The Unyvero LRT Application is a qualitative nucleic acid multiplex test intended for the simultaneous detection and identification of nucleic acid sequences from the following microorganisms and antibiotic resistance markers in endotracheal aspirates from adult hospitalized patients with suspected lower respiratory tract infections. The Unyvero LRT Application performed on the Unyvero System is indicated as an aid in the diagnosis of lower respiratory tract infection in adult hospitalized patients with signs and symptoms of lower respiratory infection: results should be used in conjunction with other clinical and laboratory findings. As tracheal aspirates commonly contain colonizing microorganisms, detection of Unyvero LRT microbial targets does not indicate that the microorganism is the cause of the disease. Unyvero positive results do not rule out co-infection with microorganisms not detected by the Unyvero LRT Application. Negative results do not preclude lower respiratory infection, as the causative agent may be a microorganism not detected by this test. A negative result for any antibiotic resistance marker does not indicate that detected microorganisms are susceptible to applicable antimicrobial agents. Detected resistance markers cannot be definitively linked to specific microorganisms, and may be present in organisms that are not detected by the Unyvero LRT Application such as organisms present as colonizing or normal flora. Microbiology cultures of aspirates should be performed to obtain isolates for species identification and antimicrobial susceptibility testing, to differentiate quantities of identified microorganisms as well as normal flora present in the specimen and to identify potential microorganisms not targeted by the Unyvero LRT Application.
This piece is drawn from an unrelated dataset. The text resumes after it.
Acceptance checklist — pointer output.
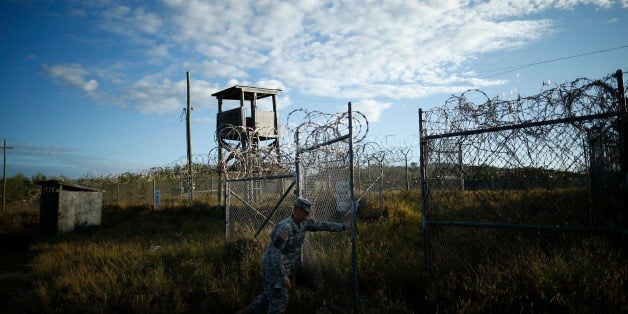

The Unyvero LRT Application is a qualitative test that includes specimen processing, genomic bacterial DNA isolation and purification, multiplex PCR and array hybridization and detection. The Unyvero LRT Application performed using the Unyvero System detects specific nucleic acid sequences from microorganisms and resistance markers in tracheal aspirates collected from patients with signs and symptoms of lower respiratory infection. The Unyvero LRT Application consists of the following components: - Unyvero LRT Cartridge: Contains DNA isolation and purification reagents, a DNA isolation column, eight separate PCR chambers with eight corresponding detection arrays. The Cartridge also contains fluorescently-labeled primers, hybridization and wash buffers and oligonucleotide probes for detection of targeted PCR products using array hybridization technology. - Unyvero T1 Sample Tube: Contains glass beads and buffers to lyse bacteria and liquefy the sample. - Unyvero T1 Sample Tube Cap (with Internal Control): Contains proteinase K and a synthetic internal control gene for process monitoring. The T1 Sample Tube Cap seals the Unyvero Sample Tube after which the internal control is combined with each patient specimen. The internal control DNA sequence does not have significant homology to targeted sequences and is amplified independently in each of the eight PCR chambers and the amplified internal control product is hybridized on each array. - Unyvero M1 Master Mix: Contains reagents for DNA amplification. - Unyvero T1 Transfer Tool: The Transfer tool can be used to transfer viscous specimens from the primary sample container to the Unyvero Sample Tube. The Unyvero System consists of the following components: - Unyvero Lysator: The Lysator lyses the specimen and can process up to four specimens simultaneously in four separate slots. - Unyvero Analyzer: The Analyzer automates DNA purification, amplification and detection. Each Analyzer can simultaneously process up to two Unyvero Cartridges with each slot available using random access. - Unyvero Cockpit: The Cockpit provides the main user interface for the Unyvero System, guides the user through the steps to run the Unvvero LRT Application and automatically generates and displays test results. The Cockpit is equipped with a high-resolution touch screen and a barcode reader. - Unyvero Sample Tube Holder: The Sample Tube holder holds the Sample Tube securely while the specimen is transferred into the Sample Tube.